Он вызвал настоящий переполох в Лукке. Я выслушал рассказы о нескольких сомнительных типах, о свободных людях, доведенных до крайности долгами или просто осуждениями, но ни один из них не походил на скандал. Нет, это были лишь грустные, скучные истории про нищих и отчаявшихся мужчин и женщин, подобными тем, что встречаются во всем мире.
Но события, крутившиеся вокруг Маркуса Салония Квинтилиуса, были совсем иного рода. По слухам, он был легионером и родом не из Лукки. Кроме того, он был свободным человеком с определенным общественным положением, хотя и не настолько прочным, чтобы защитить его от разразившегося скандала.
Как и все громкие скандалы, он, похоже, был связан с сексом, разбитым сердцем и трагедией. Я услышал с полдюжины дико отличающихся друг от друга изложений фактов, из которых собрал воедино гораздо менее непристойную хронологию событий. Маркус Салоний, как я понял, влюбился в мужчину. На первый взгляд в этом факте не было ничего такого. За исключением того, что оба мужчины были свободными людьми, а сексуальные отношения должны были существовать только между свободными людьми и рабами.
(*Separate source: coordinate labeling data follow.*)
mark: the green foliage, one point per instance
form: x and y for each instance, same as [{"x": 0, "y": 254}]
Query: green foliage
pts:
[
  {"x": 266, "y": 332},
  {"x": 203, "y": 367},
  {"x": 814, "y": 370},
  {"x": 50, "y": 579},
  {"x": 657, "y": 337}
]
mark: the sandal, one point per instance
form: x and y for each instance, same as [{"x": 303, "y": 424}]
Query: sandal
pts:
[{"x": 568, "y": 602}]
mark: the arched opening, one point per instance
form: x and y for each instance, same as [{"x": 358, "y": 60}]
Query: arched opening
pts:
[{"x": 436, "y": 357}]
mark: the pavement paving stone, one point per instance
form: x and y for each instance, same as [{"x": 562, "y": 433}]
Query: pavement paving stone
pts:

Или с женщинами, которые для большинства легионеров были не более чем рабынями.
Слова Фалура эхом отдавались у меня в голове, когда я восстанавливал историю Маркуса Квинтилиуса из непристойных слухов и недомолвок. Несмотря на расстояние, отделявшее Римскую Империю от Суориса, обе культуры, казалось, разделяли тревожно примитивное отношение к сексу. «Вот что ты делаешь со своими врагами», — сказал Фалур, когда я обхватил ногами его талию и опустился к нему. Как будто занятия любовью были наказанием. Знакомый холодный кулак горя сжался в моей груди, хотя, возможно, его хватка уже не была такой яростной, как несколько недель назад.